These mutualisms may be symbiotic or non-symbiotic. The former kind generally tend to be coevolved and obligate whereas the latter are mostly facultative and not coevolved Most symbiotic mutualisms involve the supply of energy from sp. A to sp.
B, with B in turn benefiting.-1 by supplying it with breakdown products facilitating digestion, or supplying it with nutrients, or helping it environmentally (e.g. by providing shelter). Good examples are ruminants and their gut microbes which digest cellulose and provide vitamins and amino acids to the host animal. In lichens, ammonia is incorporated by algal partner into amino acids and vitamins, and vitamins are excreted by the alga. Symbiotic nitrogen fixation by Rhizobium in legume root nodules is another good example. Certain animals establish symbioses with bioluminescent microbes (Margulis, 1981); bioluminescence seems to benefit the animal in prey attraction, protection, communication and mate attraction.
In non-symbiotic mutualisms, the two species are physically unconnected (Boucher et al., 1982). Good examples are mutualisms involving ants. Pollination by mutualism with appropriate animal or insect is critical to sexual reproduction in most angiosperms. In this, pollen is transported in exchange for nectar.
Such animals as birds, bats, ants, mammals, etc., which disperse the seeds of plants furnish other examples of the phenomenon of non-symbiotic mutualism. Many organisms provide protection against predators, parasites, toxins (Joshi and Hollis, 1977), to the other partner which may be plant or animal; this partner in turn reciprocates by providing food, protection, etc., to its benefactor. Good example of such protective mutualism is the ant-acacia system in which the Acacia houses and feeds the ants, the ants in turn protecting and benefiting the plant. In general, mutualisms are prominent in tropical communities. Nonsymbiotic mutualisms tend to require environmental stability (Richardson, 1980) whereas symbiotic mutualisms seem to allow survival on marginal habitats. Mutualism has played an important role in the organization of many communities, e.
g., of flowering plants, whose diversity and dominance grew in tandem with those of their pollinators and dispersers (Burger, 1981). Symbiotic mutualisms tend to establish new “organisms” having two or more distinct genomes (from different species). While mutualisms can form without evolution (Janzen, 1980), some mutualisms are highly coevolved (Huxley, 1980: Janzen, 1979).

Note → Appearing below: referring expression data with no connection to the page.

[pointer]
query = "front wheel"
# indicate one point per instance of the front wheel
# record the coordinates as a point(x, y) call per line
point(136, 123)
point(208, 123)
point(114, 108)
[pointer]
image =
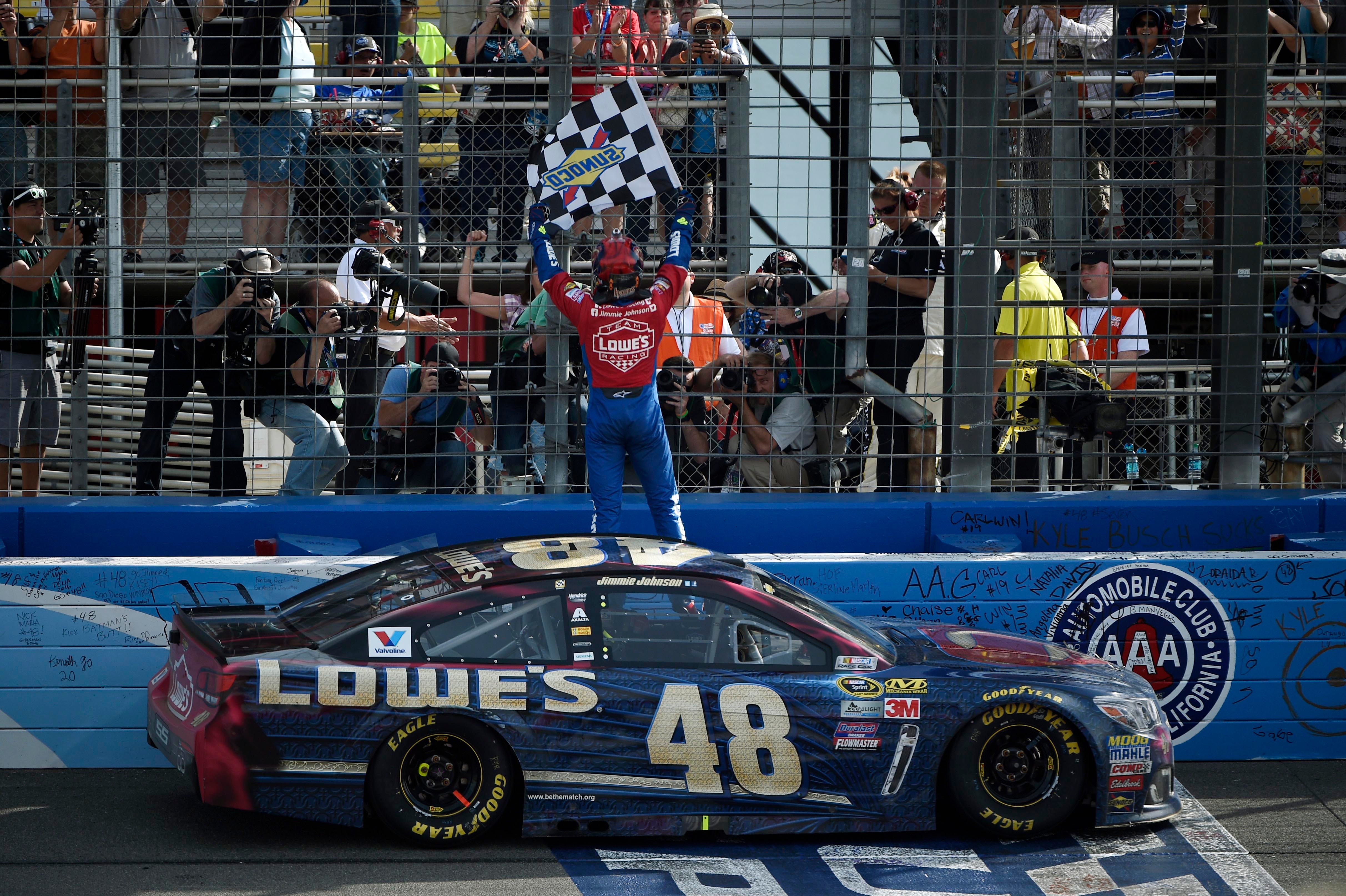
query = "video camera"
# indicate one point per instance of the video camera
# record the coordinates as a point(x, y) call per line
point(367, 266)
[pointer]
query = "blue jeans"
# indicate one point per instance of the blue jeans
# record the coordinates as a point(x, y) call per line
point(14, 150)
point(438, 474)
point(319, 450)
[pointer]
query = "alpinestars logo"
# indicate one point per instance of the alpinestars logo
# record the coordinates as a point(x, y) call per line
point(390, 642)
point(624, 344)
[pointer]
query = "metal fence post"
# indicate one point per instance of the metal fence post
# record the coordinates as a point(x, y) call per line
point(738, 170)
point(971, 237)
point(558, 342)
point(1240, 115)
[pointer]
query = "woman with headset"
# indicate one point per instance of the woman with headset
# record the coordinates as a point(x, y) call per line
point(902, 272)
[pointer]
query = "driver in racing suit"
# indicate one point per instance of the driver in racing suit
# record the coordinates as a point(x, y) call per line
point(621, 326)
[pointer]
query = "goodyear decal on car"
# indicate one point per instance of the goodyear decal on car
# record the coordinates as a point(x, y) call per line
point(861, 687)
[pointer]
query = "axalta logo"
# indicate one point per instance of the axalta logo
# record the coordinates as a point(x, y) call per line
point(390, 642)
point(624, 344)
point(1162, 625)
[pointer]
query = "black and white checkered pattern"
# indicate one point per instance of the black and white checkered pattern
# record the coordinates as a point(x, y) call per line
point(620, 114)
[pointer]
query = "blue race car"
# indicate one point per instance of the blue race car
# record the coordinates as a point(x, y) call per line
point(628, 685)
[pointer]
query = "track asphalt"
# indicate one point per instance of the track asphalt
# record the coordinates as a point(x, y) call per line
point(1255, 829)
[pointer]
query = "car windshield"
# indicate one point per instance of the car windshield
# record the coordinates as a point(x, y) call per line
point(843, 622)
point(330, 610)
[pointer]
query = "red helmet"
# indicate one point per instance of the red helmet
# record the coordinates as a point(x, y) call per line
point(617, 271)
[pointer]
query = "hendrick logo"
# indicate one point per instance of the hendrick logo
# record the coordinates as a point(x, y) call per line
point(1162, 625)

One of the best examples of an obligate mutualism is that between Yucca and Yucca moths. These moths are obligately dependent on the Yucca host plant for various life functions.
Sometimes a species never comes into physical contact with another species and yet they benefit each other’s fitness or population growth rates. Levine (1978) showed how two consumers, by decreasing competition and preventing competitive exclusion among their food resources, often benefit each other. This mutualism occurs as a result of the interaction of competition (which causes reduction of niche overlap) and the keystone predator effect: this mutualism thus seems to follow directly from competition and predation. Indirect mutualism is unlikely to occur in adjacent trophic levels. Examples chiefly occur in animals, not plants, since plants’ resources do not compete.
One example of indirect mutualism is that .which occurs among competing species. For instance, if sp. A competes with sp. B, and B with C, then A and C may show mutualism (Lawlor, 1979). Again, if A and C are both mutualistic with B, then A and C can benefit each other indirectly. Another illustration comes from species whose interactions with a third species reduce predation on each other.
In marine rocky intertidal communities, a green crab eats periwinkles which feed upon the seaweed Entermorpha. This alga furnishes cover for crabs, protecting them from seagulls. Where periwinkles are not controlled, another seaweed Chondrus (red alga) becomes dominant, but this cannot shelter crabs (Lubchenco, 1978).
This constitutes a complex example of indirect mutualism, since no direct interaction between crab and Entermorpha is known. An obligate coupling exists between Ficus and its insect pollinators. But in the vast majority of plants, the relationship between them and their pollinators is not so specialized or specific. According to Heinrich and Raven (1972), a flower must furnish sufficient reward to attract its pollinators, but it must also limit this reward so that the insects will go on to visit other plants of the species. Another intensively studied example of typical mutualistic interaction is the interaction between swollen-thorn Acacia with its associated pseudomyrmecine ants. Some migrant birds follow ant swarms and the position of a migrant bird species relative to the ant swarm is often determined by the presence or absence of other resident bird species.